In a study by Galinha et al. [29], Eros appears to also have a mediation function between attachment and subjective well-being, at least in Mozambican and Portuguese participants―though not in American participants. This result suggests that a combination of secure attachment and Eros contributes in greater measure to subjective well-being in collectivist cultures―such as Mozambican and Portuguese cultures―as opposed to individualist cultures such as the American culture.

Despite the positive value Eros style in relationships is broadly confirmed, we have recorded a series of discrepant opinions. While Kimberly and Werner-Wilson [24] have observed a moderate correlation between Eros and dyadic coping, degree of affinity, and relational satisfaction, Adil and Kamal [27] recorded zero correlation with secure attachment and, instead, an existing correlation with the attachment style defined by Bartholomew and Horowitz [43] as “preoccupied” (preoccupied attachment style, distinguished by a negative perception of one’s self and others), though only in males. Goodboy and Myers [32] observed, instead, that Eros may exist in partners adopting negative relational behaviour, such as spying on the partner; the scholars argue that such behaviour may be adopted as a possible confirmation that the love relationship is experienced intensely and passionately. Ortalda and Clapetto [40] reported that Eros may even be correlated to feelings of jealousy. Smith and Klases [26] have observed that the length of a relationship is a significant predictor of the Eros style, but in a negative sense: the longer the relationships last, the less individuals show the love style. In the only reviewed research in which the scholars analyzed marital couples with the actor?partner interdependence model, some differences between husband and wife were observed.
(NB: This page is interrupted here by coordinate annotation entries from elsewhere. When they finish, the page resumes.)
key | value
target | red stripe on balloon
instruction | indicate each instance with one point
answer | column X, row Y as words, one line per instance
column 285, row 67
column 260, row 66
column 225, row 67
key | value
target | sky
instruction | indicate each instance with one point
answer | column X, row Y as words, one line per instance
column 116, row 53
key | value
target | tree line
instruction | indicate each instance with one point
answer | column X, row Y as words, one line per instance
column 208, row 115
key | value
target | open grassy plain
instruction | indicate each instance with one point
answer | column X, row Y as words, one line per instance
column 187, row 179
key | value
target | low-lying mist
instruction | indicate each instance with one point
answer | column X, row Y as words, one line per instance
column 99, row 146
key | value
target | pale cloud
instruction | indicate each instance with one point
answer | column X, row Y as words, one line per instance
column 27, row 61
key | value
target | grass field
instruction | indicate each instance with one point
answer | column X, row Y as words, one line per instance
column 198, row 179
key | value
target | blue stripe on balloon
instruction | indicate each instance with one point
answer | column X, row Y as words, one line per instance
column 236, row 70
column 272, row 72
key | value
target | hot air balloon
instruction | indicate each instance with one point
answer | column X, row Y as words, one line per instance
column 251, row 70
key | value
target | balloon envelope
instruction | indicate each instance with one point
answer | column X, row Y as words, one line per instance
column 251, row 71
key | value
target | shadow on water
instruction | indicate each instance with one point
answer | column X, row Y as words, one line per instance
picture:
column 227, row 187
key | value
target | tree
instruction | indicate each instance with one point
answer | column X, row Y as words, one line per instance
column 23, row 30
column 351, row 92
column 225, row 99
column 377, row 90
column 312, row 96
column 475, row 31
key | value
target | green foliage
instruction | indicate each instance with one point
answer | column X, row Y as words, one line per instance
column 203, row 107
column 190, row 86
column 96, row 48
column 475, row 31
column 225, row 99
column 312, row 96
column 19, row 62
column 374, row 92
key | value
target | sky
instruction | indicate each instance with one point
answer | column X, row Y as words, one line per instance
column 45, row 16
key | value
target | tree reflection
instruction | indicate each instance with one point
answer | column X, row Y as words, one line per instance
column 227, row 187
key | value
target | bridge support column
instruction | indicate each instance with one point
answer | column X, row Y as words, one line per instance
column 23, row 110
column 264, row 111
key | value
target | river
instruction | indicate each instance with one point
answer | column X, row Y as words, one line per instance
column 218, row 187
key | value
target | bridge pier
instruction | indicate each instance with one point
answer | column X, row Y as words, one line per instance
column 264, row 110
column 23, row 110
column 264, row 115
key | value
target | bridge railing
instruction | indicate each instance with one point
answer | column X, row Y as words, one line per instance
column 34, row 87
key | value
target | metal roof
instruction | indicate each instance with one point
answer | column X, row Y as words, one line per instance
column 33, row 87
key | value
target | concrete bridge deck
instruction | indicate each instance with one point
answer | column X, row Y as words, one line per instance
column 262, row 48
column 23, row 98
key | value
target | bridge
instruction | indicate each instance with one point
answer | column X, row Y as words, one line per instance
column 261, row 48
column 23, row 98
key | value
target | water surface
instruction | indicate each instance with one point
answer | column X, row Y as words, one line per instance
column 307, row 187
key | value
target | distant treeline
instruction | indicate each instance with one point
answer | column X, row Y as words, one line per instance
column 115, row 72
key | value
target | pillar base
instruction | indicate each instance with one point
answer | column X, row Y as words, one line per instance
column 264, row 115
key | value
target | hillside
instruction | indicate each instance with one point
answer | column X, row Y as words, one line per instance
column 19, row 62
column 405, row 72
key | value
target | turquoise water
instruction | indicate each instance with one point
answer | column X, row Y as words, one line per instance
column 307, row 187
In fact, while a passionate attitude toward love of a couple’s partners influenced their own marital satisfaction (albeit to a lesser extent in the husbands) (actor effect), only the wife’s Eros style had a significant effect on her partner’s marital satisfaction (partner effect).

Agape love style and its relational correlates

Distinguished by altruistic attitudes and behaviour expressed by people that are most interested in providing support, care, and respect to the partner, this love style is positively correlated to relationship quality [28], length of the relationship [26], and relational satisfaction [30] [33] [41], regardless of the level of education, religiousness, or gender [30]. Moreover, this type of partner: always tends towards a more secure attachment [42] ; considers commitment an important characteristic in choosing a partner [39] ; tends towards avoiding destructive communication behaviour―such as that identified by Gottman, including contempt, criticism, and defence [24] ―and negative strategies for conflict resolution, such as dominance, but―on the other hand―uses positive modes such as compromise [25]. As recorded by Vedes et al. [33], a high level of Agape facilitates support to a stressed partner, and the joint effort to avoid stressors, although the latter coping type seems to be rarer in couples who have been together for longer. Furthermore, couples adopting such love type do not seem to show negative relational behaviour, such as jealousy or spying [32]. Couch et al. [36] have recorded that Agape couples tend to not show dysfunctional reactions after having been cheated on by a partner. Nonetheless, when a relationship ends Agape males in particular report that they feel negative emotions [39].

As for Eros, results that are partially contradictory with the majority of research―which emphasizes its positivity―have been recorded. For example, Agape is recorded to not be correlated to attachment security [27], but rather to an anxious dimension of attachment [26] and pathological love [34].

Moreover, in terms of the connection between Agape style and relational satisfaction, Fehr et al. [20] observed it does not exist, Vedes et al. [33] found a greater presence in women, and Kimberly and Werner-Wilson [24] found a greater presence in men. This last result has been confirmed also in the research of Gana et al. [23] who used the actor-partner interdependence model. In fact, they observed only the effect of a husband’s Agape style on his own marital satisfaction (actor effect). Neither significant result regarding the effect of a wife’s agape style on her own conjugal satisfaction (actor effect) nor the effect of each partner’s Agape style on the relational satisfaction of the other one has been found.

Ludus love style and its relational correlates

With its playful and uncommitted attitude towards love, and its inverse proportionality with the intensity of the love sentiment [40], this style is generally regarded as a risk factor for the quality and stability of the romantic relationship. Coherently with its theoretical definition, and in a couple’s relationship pathway, the Ludus style appears to affect all development, maintenance, and dissolution phases, in terms of weak effort in the relationship, lack of care for one’s commitment or that of one’s partner, and positive feelings upon termination of the relationship [20] [39].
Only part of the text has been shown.